Mutual funds have to pay 15% interest for delay in redemption, dividend payment
Capital market regulator has amended mutual fund regulations with regard to transfer of dividend and redemption proceeds to unitholders. In case of delay beyond the stipulated period, mutual fund houses have to pay interest for the period of delay in transfer of redemption or repurchase or dividend to unitholders at the rate of 15% per annum along with the proceeds of redemption or repurchase or dividend.
Here are the new rules for Mutual fund transfer of Dividend Payment
-The record date shall be two working days from the issue of public notice, wherever applicable, for the purpose of payment of dividend
-The payment of dividend to the unitholders shall be made within seven working days from the record date.

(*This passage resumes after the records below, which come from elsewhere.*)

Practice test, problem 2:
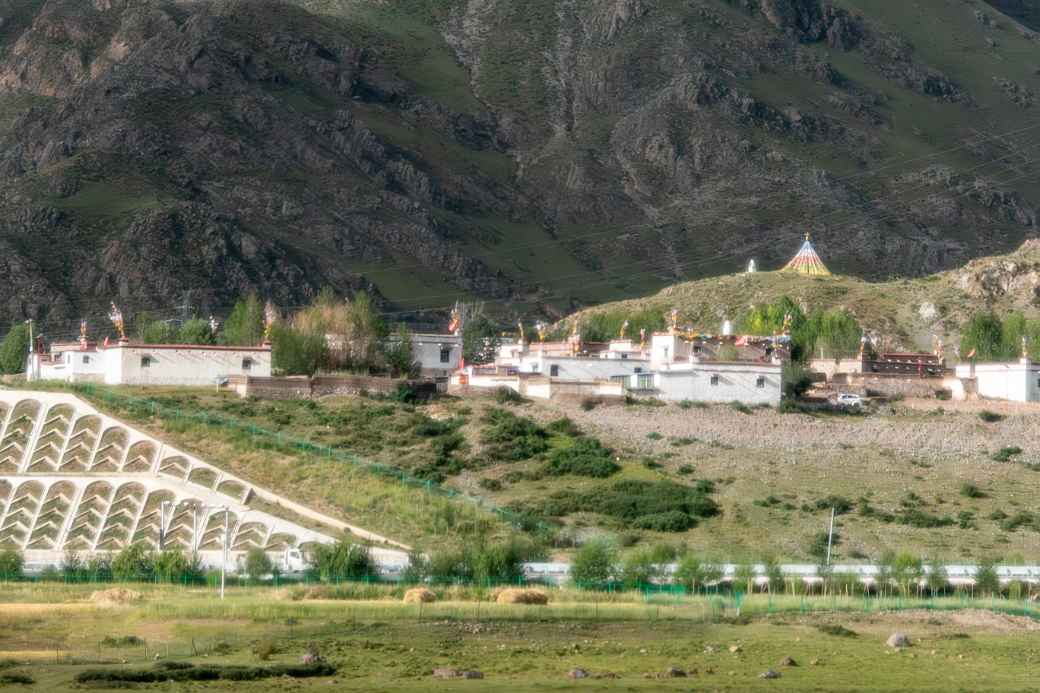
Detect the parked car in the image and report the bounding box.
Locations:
[836,393,863,408]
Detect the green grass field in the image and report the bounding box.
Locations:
[2,583,1040,691]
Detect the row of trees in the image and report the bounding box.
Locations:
[569,541,1005,597]
[959,311,1040,361]
[738,296,862,361]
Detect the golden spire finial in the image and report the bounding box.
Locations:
[805,230,811,242]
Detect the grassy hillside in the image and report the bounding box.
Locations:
[562,239,1040,352]
[38,383,1040,565]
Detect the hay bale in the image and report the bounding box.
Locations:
[90,588,142,606]
[495,588,549,605]
[403,588,437,604]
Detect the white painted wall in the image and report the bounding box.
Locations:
[517,354,650,384]
[106,345,271,386]
[655,363,783,405]
[955,361,1040,402]
[410,334,461,376]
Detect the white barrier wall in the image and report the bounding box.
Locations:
[955,361,1040,402]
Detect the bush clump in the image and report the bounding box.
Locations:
[544,437,620,478]
[75,663,337,683]
[537,479,719,530]
[978,410,1005,423]
[494,387,528,405]
[480,408,549,461]
[100,635,145,648]
[992,446,1023,462]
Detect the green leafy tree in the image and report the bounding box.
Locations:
[112,545,154,581]
[762,555,785,593]
[153,549,195,583]
[620,548,660,589]
[223,294,266,346]
[675,554,722,593]
[312,539,374,581]
[802,309,863,359]
[462,314,501,365]
[925,559,948,595]
[177,318,216,345]
[61,550,84,580]
[0,323,30,374]
[0,549,23,579]
[974,559,1000,597]
[135,312,177,344]
[384,324,417,377]
[271,323,327,376]
[244,547,274,581]
[960,312,1008,361]
[733,562,757,594]
[570,538,617,587]
[891,552,924,596]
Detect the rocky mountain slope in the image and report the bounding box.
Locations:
[1,0,1040,340]
[564,238,1040,351]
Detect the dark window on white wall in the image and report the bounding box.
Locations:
[440,348,451,363]
[82,356,91,364]
[756,376,766,388]
[242,358,254,371]
[140,356,154,368]
[710,374,719,386]
[550,365,560,377]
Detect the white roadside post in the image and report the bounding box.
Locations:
[221,506,229,600]
[826,506,836,565]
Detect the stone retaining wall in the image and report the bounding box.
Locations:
[227,375,436,400]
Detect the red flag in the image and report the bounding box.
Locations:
[103,336,110,348]
[735,335,748,347]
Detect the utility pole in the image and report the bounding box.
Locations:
[24,320,34,380]
[826,506,836,566]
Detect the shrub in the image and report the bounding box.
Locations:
[537,479,718,529]
[676,464,695,475]
[570,539,617,586]
[0,549,23,579]
[480,408,549,461]
[100,635,145,648]
[494,387,528,405]
[0,323,29,374]
[814,496,853,515]
[580,398,598,411]
[960,482,985,499]
[544,437,619,478]
[992,446,1023,462]
[253,640,278,661]
[478,477,503,492]
[817,624,858,638]
[729,401,752,415]
[646,431,663,440]
[978,410,1005,423]
[782,363,813,400]
[0,673,33,685]
[631,510,694,532]
[546,417,583,437]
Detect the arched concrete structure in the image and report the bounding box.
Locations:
[0,391,408,571]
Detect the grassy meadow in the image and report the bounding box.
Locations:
[1,583,1040,691]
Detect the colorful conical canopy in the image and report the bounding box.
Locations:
[783,232,831,276]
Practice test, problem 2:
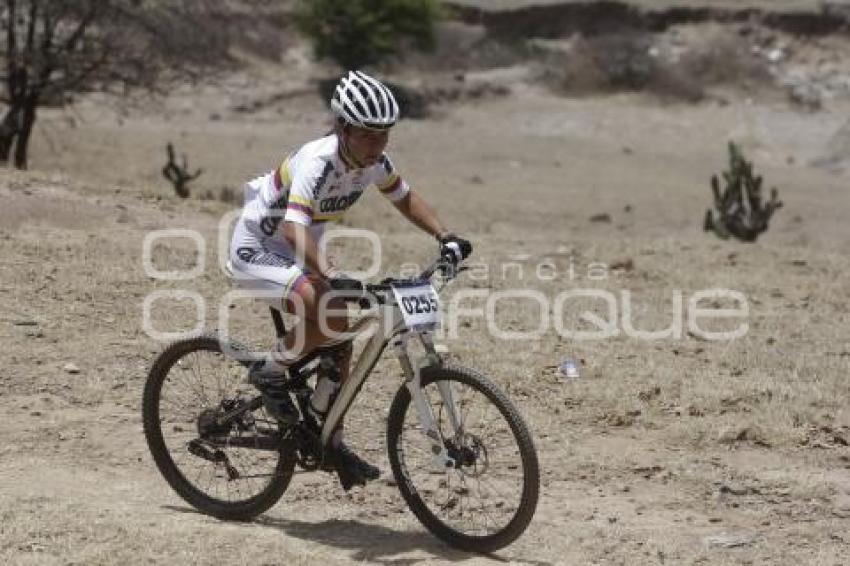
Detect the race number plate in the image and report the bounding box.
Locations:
[391,280,440,331]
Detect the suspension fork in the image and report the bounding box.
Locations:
[418,332,463,434]
[395,333,459,469]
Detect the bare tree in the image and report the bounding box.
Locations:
[0,0,228,169]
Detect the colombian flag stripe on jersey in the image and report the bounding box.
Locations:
[313,212,345,222]
[274,157,292,189]
[288,194,313,208]
[378,174,402,193]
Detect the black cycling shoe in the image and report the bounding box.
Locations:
[332,443,381,491]
[248,362,300,426]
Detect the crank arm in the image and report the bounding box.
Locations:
[214,395,263,427]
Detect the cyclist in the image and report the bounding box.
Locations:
[229,70,472,489]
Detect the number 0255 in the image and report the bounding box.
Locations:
[400,294,438,315]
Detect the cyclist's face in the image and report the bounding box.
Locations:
[344,126,389,166]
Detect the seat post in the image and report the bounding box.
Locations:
[269,306,287,339]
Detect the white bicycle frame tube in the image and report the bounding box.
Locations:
[319,303,400,447]
[319,294,462,469]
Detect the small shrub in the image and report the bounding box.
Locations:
[590,33,655,91]
[295,0,441,69]
[548,28,773,102]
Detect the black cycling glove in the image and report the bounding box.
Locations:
[439,233,473,263]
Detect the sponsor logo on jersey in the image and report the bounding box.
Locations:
[260,215,284,236]
[317,161,334,188]
[236,247,258,262]
[319,191,363,213]
[312,161,335,199]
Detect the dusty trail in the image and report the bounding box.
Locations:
[2,77,849,564]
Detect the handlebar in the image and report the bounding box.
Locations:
[336,253,463,306]
[370,253,460,291]
[420,254,458,280]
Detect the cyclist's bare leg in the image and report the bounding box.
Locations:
[282,275,355,431]
[280,274,348,361]
[284,277,376,482]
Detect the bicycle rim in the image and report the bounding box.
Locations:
[387,364,539,552]
[143,335,293,518]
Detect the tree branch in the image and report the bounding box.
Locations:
[38,46,108,94]
[61,3,98,53]
[6,0,17,99]
[24,0,37,59]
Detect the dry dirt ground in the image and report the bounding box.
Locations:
[2,54,850,565]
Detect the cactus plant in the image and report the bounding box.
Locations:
[704,142,783,242]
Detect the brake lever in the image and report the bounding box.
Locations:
[438,261,459,279]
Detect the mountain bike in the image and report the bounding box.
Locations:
[142,253,539,553]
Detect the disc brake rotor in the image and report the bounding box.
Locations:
[447,433,488,475]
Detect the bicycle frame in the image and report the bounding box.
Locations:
[321,288,461,470]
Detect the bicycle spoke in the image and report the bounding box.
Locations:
[156,345,281,504]
[395,374,534,541]
[190,351,213,408]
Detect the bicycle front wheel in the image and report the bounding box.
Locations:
[386,364,539,553]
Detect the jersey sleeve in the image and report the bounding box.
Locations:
[283,158,330,226]
[374,154,410,202]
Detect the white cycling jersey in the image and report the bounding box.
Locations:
[230,134,410,263]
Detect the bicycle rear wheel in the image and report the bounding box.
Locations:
[387,364,539,553]
[142,334,295,521]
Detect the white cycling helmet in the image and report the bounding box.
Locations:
[330,70,399,130]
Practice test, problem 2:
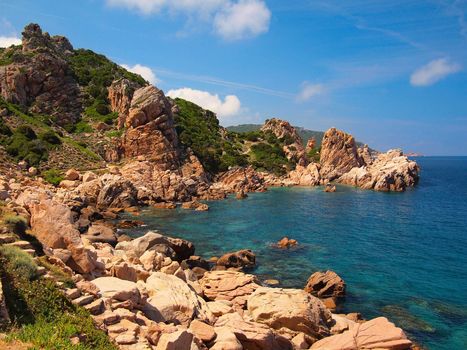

Here are the new mutual fund rules for transfer of redemption or repurchase proceeds
-The transfer of redemption or repurchase proceeds to the unitholders shall be made within three working days from the date of redemption or repurchase
-For schemes investing at least 80% of total assets in permissible overseas investments, the transfer of redemption or repurchase proceeds to the unitholders shall be made within five working days from the date of redemption or repurchase.
Mutual fund AMFI, in consultation with Sebi, shall publish a list of exceptional circumstances for schemes unable to transfer redemption or repurchase proceeds to investors, along with applicable time frame for transfer of redemption or repurchase proceeds to the unitholders in such exceptional circumstances, the circular said.
Separately, the capital markets regulator also amended norms to bring buying and selling of mutual fund units under the ambit of insider trading rules.
At present, insider trading rules are applicable to dealing in securities of listed companies or those proposed to be listed, when in possession of Unpublished Price Sensitive Information (UPSI). The units of mutual funds are specifically excluded from the definition of securities under the rules.
Sebi’s latest decision follows the Franklin Templeton episode, in which the fund house’s few executives were accused of redeeming their holdings in the schemes ahead of the six debt schemes shutting for redemption.
“No insider shall trade in the units of a scheme of a mutual fund, when in possession of unpublished price sensitive information, which may have a material impact on the net asset value of a scheme or may have a material impact on the interest of the unit holders of the scheme,” Sebi said in a notification issued on Thursday.
Under the new rules, asset management companies (AMCs) will have to disclose the details of holdings in the units of its mutual fund schemes, on an aggregated basis, held by the AMC, trustees and their immediate relatives on the platform of stock exchanges.